Cerebrospinal fluid is the clear fluid that surrounds the brain and spinal cord. It cushions the brain and spinal cord from injury, delivers nutrients and acts as a waste removal system for the brain.

A cerebrospinal fluid leak occurs when fluid escapes through a small tear or hole in the outermost layer of tissue that surrounds the brain or the spinal cord. Leaks can occur in the skull or at any point along the spinal column.

Because headache is a common symptom, patients are often misdiagnosed or mistreated for migraines.

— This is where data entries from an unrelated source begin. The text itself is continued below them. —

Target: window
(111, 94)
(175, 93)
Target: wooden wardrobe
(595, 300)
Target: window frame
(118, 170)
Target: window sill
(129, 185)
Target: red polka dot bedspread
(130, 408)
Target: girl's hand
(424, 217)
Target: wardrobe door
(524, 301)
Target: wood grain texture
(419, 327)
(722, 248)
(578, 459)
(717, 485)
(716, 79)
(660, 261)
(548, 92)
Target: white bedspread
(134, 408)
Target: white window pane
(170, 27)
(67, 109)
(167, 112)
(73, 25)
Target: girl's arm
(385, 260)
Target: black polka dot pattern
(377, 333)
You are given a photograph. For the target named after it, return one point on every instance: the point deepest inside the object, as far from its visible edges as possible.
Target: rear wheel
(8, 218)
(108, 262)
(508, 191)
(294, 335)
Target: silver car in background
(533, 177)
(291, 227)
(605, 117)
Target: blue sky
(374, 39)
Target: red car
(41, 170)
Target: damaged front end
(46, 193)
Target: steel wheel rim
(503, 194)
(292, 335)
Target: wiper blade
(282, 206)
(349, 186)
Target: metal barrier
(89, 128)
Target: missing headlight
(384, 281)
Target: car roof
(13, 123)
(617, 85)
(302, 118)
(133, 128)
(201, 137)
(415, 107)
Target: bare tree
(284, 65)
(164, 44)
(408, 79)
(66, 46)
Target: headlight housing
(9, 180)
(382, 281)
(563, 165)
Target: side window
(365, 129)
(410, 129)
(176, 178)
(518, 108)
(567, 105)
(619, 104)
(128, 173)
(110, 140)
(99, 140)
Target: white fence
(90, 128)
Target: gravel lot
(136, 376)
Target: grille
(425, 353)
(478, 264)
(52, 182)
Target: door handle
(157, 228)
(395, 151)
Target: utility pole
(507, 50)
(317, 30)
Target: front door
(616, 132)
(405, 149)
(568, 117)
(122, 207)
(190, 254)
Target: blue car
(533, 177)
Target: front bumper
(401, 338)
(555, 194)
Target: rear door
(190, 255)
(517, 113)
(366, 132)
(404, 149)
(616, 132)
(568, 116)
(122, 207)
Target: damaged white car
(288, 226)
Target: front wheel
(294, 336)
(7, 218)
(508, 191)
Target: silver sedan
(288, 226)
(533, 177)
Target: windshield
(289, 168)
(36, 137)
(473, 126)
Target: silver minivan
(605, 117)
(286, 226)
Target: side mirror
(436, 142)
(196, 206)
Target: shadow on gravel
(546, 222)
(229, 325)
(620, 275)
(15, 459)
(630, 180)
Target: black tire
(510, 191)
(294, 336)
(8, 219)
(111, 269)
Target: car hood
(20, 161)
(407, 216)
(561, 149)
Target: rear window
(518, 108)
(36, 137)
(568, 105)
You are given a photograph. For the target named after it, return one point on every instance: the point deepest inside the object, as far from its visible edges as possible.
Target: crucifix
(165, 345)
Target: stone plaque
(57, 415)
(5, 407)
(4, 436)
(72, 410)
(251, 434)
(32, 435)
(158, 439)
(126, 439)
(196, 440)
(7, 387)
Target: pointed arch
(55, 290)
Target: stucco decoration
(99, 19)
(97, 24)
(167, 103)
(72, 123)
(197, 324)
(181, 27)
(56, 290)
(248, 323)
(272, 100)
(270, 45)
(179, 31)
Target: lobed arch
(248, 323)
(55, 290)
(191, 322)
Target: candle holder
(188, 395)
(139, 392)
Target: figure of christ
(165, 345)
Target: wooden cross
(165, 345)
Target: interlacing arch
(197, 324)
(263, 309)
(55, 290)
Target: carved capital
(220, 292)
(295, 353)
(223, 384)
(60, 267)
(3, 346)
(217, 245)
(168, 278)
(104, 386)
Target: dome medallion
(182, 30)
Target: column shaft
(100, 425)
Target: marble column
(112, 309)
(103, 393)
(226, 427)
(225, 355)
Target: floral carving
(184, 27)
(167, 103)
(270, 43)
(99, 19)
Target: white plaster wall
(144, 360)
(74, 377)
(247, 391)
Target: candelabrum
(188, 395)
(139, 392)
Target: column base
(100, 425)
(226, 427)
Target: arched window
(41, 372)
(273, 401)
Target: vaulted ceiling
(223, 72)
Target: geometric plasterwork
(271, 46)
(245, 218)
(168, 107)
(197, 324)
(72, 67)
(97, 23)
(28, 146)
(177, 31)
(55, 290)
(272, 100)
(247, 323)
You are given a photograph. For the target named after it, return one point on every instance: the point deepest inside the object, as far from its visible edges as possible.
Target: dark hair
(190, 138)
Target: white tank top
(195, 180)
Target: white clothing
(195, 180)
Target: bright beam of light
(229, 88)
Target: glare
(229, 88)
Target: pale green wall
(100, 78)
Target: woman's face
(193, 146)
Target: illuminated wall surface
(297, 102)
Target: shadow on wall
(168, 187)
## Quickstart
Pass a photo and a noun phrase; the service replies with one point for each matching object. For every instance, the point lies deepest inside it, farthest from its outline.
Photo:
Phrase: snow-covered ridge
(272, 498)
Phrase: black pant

"About 85% of patients with a cerebrospinal fluid leak at the level of the spine will have an orthostatic headache — one that gets worse when they stand up and better when they lie down," says Dr. Jeremy Cutsforth-Gregory, a Mayo Clinic neurologist.

Once properly diagnosed, a blood patch procedure is often an effective treatment for spinal cerebrospinal fluid leaks. The patient's own blood is injected into the spinal canal, and the blood clot that forms can stop the leak. In other patients, surgery or a novel procedure called paraspinal vein embolization may be more appropriate.

On the Mayo Clinic Q&A podcast, Dr. Cutsforth-Gregory discusses diagnosing and treating spinal cerebrospinal spinal fluid leaks.

Watch: Dr. Cutsforth-Gregory discuss treatment for spinal cerebral spinal fluid leaks

Read the full transcript.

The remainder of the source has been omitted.